However? It dawned on me today that as Bethany, Derek and Andy say to each other, “Remember that awesome huge meteor we saw last year?”, I get to say, “Remember that great night’s sleep I got last year? That was awesome.”
But of course, I don’t’ remember that night’s sleep. It is not special. So perhaps I should have stayed up, sucked it up (buttercup) in the morning and have a great memory when it was all said and done.
Well, apparently bargain hunters everywhere got a memo that I did not get. Bethany and I did a little Christmas shopping at the Christmas Tree Shop this afternoon and it was MOBBED. Mobbed like there was a giveaway of something wonderful and expensive mobbed. Mobbed like Christmas Eve at 3 pm mobbed. Mobbed like Black Friday 6 am mobbed.

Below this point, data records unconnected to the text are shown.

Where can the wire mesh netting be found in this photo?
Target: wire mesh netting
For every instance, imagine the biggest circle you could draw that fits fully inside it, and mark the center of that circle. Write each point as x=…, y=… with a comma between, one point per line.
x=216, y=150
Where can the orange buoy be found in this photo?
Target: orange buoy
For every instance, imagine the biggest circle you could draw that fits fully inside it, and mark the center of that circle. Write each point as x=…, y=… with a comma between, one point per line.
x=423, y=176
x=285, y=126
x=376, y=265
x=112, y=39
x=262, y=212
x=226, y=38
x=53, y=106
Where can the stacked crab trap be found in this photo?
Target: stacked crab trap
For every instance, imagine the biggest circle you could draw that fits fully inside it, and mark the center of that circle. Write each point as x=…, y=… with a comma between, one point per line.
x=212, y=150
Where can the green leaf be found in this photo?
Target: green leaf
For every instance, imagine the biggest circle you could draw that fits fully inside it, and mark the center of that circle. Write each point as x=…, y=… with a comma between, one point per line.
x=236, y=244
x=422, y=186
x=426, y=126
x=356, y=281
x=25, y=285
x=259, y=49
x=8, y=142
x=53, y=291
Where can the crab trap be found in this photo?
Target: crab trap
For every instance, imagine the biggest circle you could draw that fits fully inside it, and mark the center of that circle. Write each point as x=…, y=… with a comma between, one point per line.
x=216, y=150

It was quite a mystery as we circled the parking lot looking for any open space. We finally landed way out back, kind of a dark alley and all. We walked the 1.2 miles (exaggerated) into the store and could not believe the people everywhere. I have to hand it to the Christmas Tree Shop shoppers, though, they were always polite and orderly. Unlike the Market Basket shoppers who would run over your foot if you were stepping towards the sale ketchup and they took mystery offense. Srsly, those Market Basket shoppers are scary.

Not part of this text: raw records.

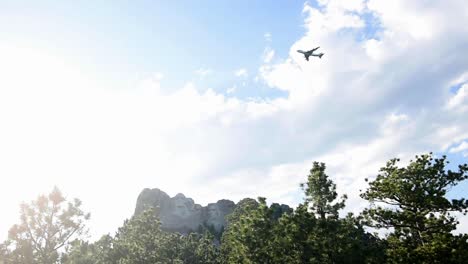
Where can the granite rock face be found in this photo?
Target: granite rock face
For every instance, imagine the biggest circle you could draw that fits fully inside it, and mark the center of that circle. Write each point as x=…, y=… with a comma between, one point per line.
x=183, y=215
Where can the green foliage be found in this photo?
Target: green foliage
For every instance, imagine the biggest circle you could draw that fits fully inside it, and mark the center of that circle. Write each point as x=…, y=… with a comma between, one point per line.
x=47, y=225
x=256, y=234
x=321, y=193
x=412, y=200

Anyway, back to TCTS. (The Christmas Tree Shop, of course) About 2 minutes into the shopping excursion, after the mile and a half park and walk, a woman stopped us to ask if we had our coupon. “Do you have your coupon?” she asked. We shrugged, looking at each other with that quizzical “what coupon” kind of look when she handed us a Friends and Family 20% off entire purchase coupon.
Holy Mother of Ebenezer Scrooge! My lucky day! The coupon sale lasted until tomorrow (You can get one here, if you want CLICK FOR COUPON) ) This kind of explained the early afternoon Monday shoppers coming out of the woodwork.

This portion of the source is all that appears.